Paul LePage supporters claim that he performed miracles as mayor of Waterville by reducing property taxes and improving the city’s credit rating.
Look behind the curtain. The Waterville miracle is a myth. In fact, when compared with other Maine cities (Bangor, Biddeford, Windham and Brewer), Waterville hasn’t fared very well at all during the reign of Mayor LePage.
Mayor LePage says that he was able to reduce property taxes by “seeking organizational efficiencies, applying sound business principles and advocating for the best interest of taxpayers.”
The facts are, first, that Waterville’s tax rate actually declined less than in other Maine cities during his seven years as mayor, and, second, that Waterville’s tax rate declined only because taxpayers across the state bailed out LePage.
Over the past six years, the property tax mill rate in Waterville declined by 13.46 percent. Other municipalities of similar size fared considerably better. Brewer’s mill rate dropped by about 18 percent, Windham’s by 17.49 percent, Biddeford’s by 15.3 percent and Bangor’s by 13.61 percent.
Why did the mill rate in Waterville decline? Not because of Mayor LePage’s management skills, for the most part, but because the property tax relief initiative from LD 1 increased state payments to Waterville each year and required that those increased payments be used for property tax relief.
During the past five years, Waterville increased expenditures for schools and municipal services by more than $7 million, while the state transferred to the city $17 million more in General Purpose Aid for Education and Municipal Revenue Sharing collected from other Maine taxpayers.
Indeed, without this additional state aid, Mayor LePage’s spending spree could have led to a property tax increase of more than 22 percent each year, starting the year after he took office.
Maine taxpayers funded the Waterville miracle that wasn’t. Did Mayor LePage use our money wisely and well?
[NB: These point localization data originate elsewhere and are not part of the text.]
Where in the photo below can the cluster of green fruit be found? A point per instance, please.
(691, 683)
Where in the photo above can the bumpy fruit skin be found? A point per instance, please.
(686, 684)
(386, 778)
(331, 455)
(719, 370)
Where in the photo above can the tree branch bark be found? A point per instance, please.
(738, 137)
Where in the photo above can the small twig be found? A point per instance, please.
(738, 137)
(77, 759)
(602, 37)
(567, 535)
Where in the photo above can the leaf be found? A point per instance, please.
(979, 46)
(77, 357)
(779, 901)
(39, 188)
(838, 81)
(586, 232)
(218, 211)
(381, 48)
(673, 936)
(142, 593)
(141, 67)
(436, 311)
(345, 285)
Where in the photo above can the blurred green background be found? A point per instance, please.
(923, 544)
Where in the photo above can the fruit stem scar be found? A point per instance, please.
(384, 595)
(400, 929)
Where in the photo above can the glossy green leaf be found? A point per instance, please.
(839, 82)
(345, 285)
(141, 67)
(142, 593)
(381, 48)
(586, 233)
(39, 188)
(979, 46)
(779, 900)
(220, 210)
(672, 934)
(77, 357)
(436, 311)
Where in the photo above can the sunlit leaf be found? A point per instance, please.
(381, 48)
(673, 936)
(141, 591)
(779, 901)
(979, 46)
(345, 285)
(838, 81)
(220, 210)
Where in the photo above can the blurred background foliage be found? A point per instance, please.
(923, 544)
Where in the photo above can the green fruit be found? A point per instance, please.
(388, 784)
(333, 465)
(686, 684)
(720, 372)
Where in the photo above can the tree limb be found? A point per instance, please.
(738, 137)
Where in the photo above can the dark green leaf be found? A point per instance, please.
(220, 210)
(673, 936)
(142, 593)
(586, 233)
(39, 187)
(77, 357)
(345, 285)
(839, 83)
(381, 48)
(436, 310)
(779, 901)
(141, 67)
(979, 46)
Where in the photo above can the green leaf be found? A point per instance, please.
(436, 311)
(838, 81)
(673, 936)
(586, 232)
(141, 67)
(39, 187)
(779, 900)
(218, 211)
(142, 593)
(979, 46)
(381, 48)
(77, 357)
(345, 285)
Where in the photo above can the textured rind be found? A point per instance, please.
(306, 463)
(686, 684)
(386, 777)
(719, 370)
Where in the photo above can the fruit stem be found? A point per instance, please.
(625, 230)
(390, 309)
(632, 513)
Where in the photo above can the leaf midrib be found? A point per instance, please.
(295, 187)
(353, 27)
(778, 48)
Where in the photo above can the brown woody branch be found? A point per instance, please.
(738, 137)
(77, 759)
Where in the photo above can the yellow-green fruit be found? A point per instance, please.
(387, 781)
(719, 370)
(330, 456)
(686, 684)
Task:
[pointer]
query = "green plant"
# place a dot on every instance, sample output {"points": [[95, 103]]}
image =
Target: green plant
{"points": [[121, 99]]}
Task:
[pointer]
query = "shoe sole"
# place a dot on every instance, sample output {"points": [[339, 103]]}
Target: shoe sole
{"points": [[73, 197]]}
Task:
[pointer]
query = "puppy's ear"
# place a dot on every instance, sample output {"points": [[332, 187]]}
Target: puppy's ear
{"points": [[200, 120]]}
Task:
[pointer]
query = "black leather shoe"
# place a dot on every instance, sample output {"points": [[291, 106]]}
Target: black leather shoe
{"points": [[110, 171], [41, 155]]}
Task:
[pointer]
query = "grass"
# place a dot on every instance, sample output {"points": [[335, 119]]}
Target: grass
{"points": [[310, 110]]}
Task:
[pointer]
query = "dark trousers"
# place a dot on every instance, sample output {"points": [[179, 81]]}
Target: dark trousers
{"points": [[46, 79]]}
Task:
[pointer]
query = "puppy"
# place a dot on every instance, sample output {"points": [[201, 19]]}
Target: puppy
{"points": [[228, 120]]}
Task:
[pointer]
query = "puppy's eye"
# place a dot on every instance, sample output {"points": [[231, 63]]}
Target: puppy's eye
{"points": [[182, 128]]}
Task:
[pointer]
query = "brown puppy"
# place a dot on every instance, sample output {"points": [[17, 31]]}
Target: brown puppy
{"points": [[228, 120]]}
Ask the 1,800 children enrolled in Waterville public schools. Waterville spent about $371 less per pupil in the 2008–09 school year than the state average, even though Mayor LePage was taking millions more from state coffers.
How are the kids doing in Waterville’s schools? Well, they didn’t meet state standards in 2009 in reading and math for grades 3 and 8. Waterville’s performance was from 6 percent to 24 percent worse than the average student performance across the state. More than 25 percent of Waterville students do not graduate from high school, and according to the most recent SAT results, only about one-third of Waterville’s graduating students are proficient in math and writing, while fewer than half of them are proficient in reading.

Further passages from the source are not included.